Das ist noch ein SDRam (im Unterschied zu heutigen DDR, oder DDR2-Riegeln)
(Erkenntlich an der einseitigen Bestückung sowie den unteren Einkerbungen) - Nun, ich weiss nicht, wie alt dein PC ist, aber dieser Ram-Typ wid eigentlich auf den Boards schon seit einigen Jahren nicht mehr unterstützt. Daher denke ich, dass es wohl wenig Sinn hat, diesen PC mit mehr Speicher auszurüsten, bzw sonst noch Geld hineinzustecken . . .


----------



## Dr Dau (12. Juni 2006)

Hallo!

Das ist SD-RAM PC133 (also für 133Mhz FSB).
SD-RAM gibt (bzw. gab) es aber auch als PC100 und PC66.
Da PC133 aber abwärtskompatibel zu PC100 und PC66 ist, kannst Du ruhig PC133 nehmen.
Es gibt SD-RAM aber nicht nur als einseitig bestückte Riegel, sondern auch beidseitig bestückt.
Es gibt aber Boards die nicht unbedingt mir beiden Varianten klar kommen.
Auch kann die Anzahl der Bänke nichts darüber aussagen wei gross der max. Speicher sein kann..... theoretisch ist es also auch denkbar dass Du nur max. 3x128 MB einbauen kannst..... da hilft nur ausprobieren.
Ich würde mir also den PC unter den Arm klemmen und zum Händler meines Vertrauens gehen.

Ob sich ein Aufrüsten lohnt, hängt eher vom Gesamtsystem ab.
So habe ich hier z.b. noch ein Sockel A Board, welches bis zum XP 2600+ betrieben werden kann.
Dieses Board kann mit SD-RAM oder DDR-RAM betrieben werden (jeweils 2 Steckplätze vorhanden).
In meinem Fall (derzeit 700er Duron, 512MB SD-RAM, 128MB GF4, 80GB HDD) würde sich ein Aufrüsten also durchaus noch lohnen..... immerhin ist eine CPU um einiges billiger als ein ganzer PC oder auch nur ein "Umrüstkit".

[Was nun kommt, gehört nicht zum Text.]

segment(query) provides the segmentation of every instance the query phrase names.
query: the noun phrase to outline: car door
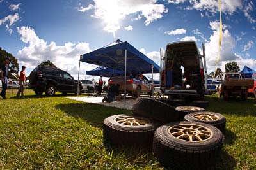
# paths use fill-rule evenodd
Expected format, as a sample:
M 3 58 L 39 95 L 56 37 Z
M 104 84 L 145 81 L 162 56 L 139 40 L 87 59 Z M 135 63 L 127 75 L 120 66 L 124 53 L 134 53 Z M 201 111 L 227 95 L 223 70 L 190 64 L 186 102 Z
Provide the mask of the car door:
M 63 80 L 63 86 L 66 92 L 75 91 L 75 82 L 73 78 L 67 72 L 63 71 L 62 73 L 62 77 Z

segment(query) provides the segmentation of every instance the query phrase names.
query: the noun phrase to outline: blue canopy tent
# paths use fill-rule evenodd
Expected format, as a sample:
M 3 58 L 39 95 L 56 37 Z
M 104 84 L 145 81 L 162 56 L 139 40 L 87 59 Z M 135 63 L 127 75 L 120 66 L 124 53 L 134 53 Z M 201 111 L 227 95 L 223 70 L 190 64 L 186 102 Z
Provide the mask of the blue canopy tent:
M 252 74 L 255 73 L 255 71 L 250 68 L 247 66 L 244 66 L 244 68 L 239 71 L 239 73 L 242 75 L 243 78 L 251 78 Z
M 98 76 L 102 75 L 104 77 L 109 77 L 111 75 L 124 76 L 124 72 L 117 69 L 99 66 L 95 69 L 86 71 L 86 74 Z
M 131 73 L 157 73 L 159 66 L 127 41 L 118 39 L 113 43 L 81 55 L 80 61 Z M 125 89 L 126 89 L 126 81 Z

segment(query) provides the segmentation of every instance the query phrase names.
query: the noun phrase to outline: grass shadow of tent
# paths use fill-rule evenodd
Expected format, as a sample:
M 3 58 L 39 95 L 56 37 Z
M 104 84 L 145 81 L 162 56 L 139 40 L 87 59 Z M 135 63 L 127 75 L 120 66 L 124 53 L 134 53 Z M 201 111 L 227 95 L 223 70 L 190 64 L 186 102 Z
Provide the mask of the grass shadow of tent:
M 103 120 L 113 115 L 131 114 L 131 110 L 93 103 L 61 104 L 55 106 L 74 118 L 80 118 L 96 127 L 102 127 Z

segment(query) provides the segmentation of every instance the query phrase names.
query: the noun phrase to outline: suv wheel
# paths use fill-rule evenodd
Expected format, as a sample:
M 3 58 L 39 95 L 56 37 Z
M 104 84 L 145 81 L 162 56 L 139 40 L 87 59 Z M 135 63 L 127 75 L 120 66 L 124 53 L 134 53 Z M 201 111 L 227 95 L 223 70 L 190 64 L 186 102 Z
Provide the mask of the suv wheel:
M 35 90 L 35 93 L 36 94 L 36 95 L 38 95 L 38 96 L 41 96 L 41 95 L 43 94 L 43 92 L 37 91 L 37 90 Z
M 141 88 L 140 88 L 140 87 L 138 86 L 136 90 L 135 96 L 137 97 L 140 97 L 141 93 Z
M 48 85 L 47 87 L 46 87 L 46 90 L 45 90 L 46 95 L 52 96 L 55 94 L 55 92 L 56 92 L 55 87 L 52 84 Z

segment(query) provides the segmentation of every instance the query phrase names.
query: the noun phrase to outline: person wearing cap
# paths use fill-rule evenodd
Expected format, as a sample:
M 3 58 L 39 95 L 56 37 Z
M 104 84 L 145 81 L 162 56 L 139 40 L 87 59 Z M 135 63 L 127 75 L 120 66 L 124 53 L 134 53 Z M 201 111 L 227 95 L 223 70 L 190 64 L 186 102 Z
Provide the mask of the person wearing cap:
M 20 96 L 20 94 L 21 93 L 21 97 L 22 99 L 24 98 L 24 84 L 26 81 L 26 73 L 25 73 L 25 69 L 26 67 L 25 66 L 22 66 L 21 67 L 22 70 L 20 71 L 20 78 L 19 78 L 19 85 L 20 85 L 20 89 L 18 90 L 18 92 L 17 93 L 17 97 L 19 97 Z
M 99 89 L 98 89 L 100 95 L 102 92 L 102 85 L 103 85 L 102 75 L 100 75 L 100 77 L 99 79 Z
M 0 93 L 0 96 L 3 97 L 3 99 L 6 99 L 6 92 L 7 89 L 7 76 L 8 76 L 8 71 L 9 69 L 9 64 L 11 62 L 11 60 L 9 57 L 5 58 L 5 62 L 4 66 L 1 67 L 1 80 L 2 81 L 2 91 Z

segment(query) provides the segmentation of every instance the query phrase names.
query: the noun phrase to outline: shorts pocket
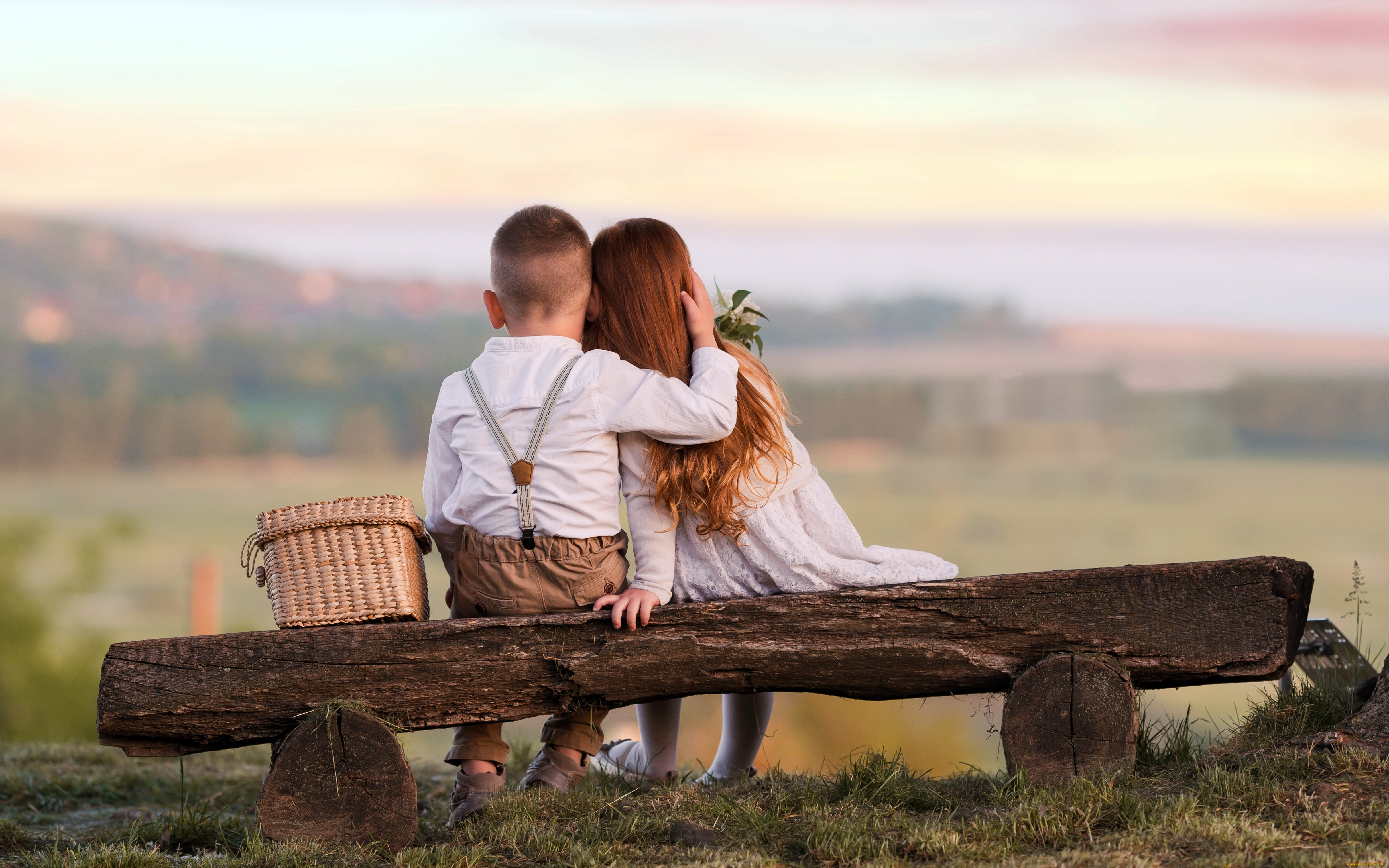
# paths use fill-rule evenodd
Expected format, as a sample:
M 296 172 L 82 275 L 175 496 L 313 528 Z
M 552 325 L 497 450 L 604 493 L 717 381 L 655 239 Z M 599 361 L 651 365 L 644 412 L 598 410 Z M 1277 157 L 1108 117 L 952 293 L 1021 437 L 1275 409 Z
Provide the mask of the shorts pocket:
M 515 600 L 507 597 L 493 597 L 478 592 L 465 593 L 463 603 L 464 615 L 472 615 L 476 612 L 478 618 L 514 615 L 519 608 Z M 472 612 L 467 611 L 468 608 L 471 608 Z
M 626 558 L 621 553 L 608 554 L 597 567 L 583 576 L 582 583 L 569 586 L 574 604 L 579 608 L 593 606 L 599 597 L 619 594 L 626 590 Z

Wenn Dein PC z.b. ein Pentium 2 ist, würde ich mir aber schon Gedanken darüber machen ob es nicht sinnvoller ist einen neuen PC anzuschaffen..... und wenns nur ein billiger Sempron für schlappe 300 € ist.
Den alten PC muss man ja nicht wegschmeissen. 

Gruss Dr Dau


----------